Le musée Théodore-Monod d’art africain

Le musée Théodore-Monod d’art africain, longtemps appelé musée de Dakar ou musée de l’IFAN, est un musée situé à Dakar et faisant partie de l’Institut fondamental d’Afrique noire (IFAN), au sein de l’université Cheikh-Anta-Diop.Il fait partie des sites officiels accueillant les œuvres exposées lors de la Biennale de Dakar.

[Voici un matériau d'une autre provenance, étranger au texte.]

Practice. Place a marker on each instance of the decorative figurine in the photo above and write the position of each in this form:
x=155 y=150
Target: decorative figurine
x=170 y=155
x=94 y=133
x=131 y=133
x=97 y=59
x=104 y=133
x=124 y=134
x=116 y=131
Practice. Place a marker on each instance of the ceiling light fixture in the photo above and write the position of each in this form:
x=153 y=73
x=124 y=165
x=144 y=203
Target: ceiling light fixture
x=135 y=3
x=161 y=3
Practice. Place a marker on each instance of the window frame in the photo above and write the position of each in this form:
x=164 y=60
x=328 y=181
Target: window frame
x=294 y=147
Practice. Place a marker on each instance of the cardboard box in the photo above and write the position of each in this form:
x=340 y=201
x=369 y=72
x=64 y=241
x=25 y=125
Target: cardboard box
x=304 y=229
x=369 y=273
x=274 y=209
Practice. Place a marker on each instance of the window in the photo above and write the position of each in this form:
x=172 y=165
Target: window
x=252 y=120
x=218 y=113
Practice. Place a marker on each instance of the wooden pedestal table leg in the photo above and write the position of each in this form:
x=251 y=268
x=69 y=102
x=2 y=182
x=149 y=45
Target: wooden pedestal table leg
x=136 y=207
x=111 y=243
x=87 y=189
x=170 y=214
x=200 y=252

Situé sur la place Soweto, le bâtiment a été construit en 1931 dans le style soudanais en vogue alors et a d’abord abrité le siège de l’Administration générale de l’AOF, puis le musée après la création en 1936 par Théodore Monod de l’Institut français d’Afrique noire (IFAN), qui changera de nom sans changer de sigle dans les années 1960. C’est seulement à ce moment-là que les collections sont véritablement mises à la disposition du public. Toutefois le premier enregistrement d’objet date de 1941.Le musée a été rénové en 1995. De janvier 2005 à février 2008, le conservateur a été Abdoulaye Camara.Longtemps dénommé Musée d’art africain, il change de nom en 2007, par le décret présidentiel no 2007-1528 du et prend celui de Musée Théodore Monod d’art africain.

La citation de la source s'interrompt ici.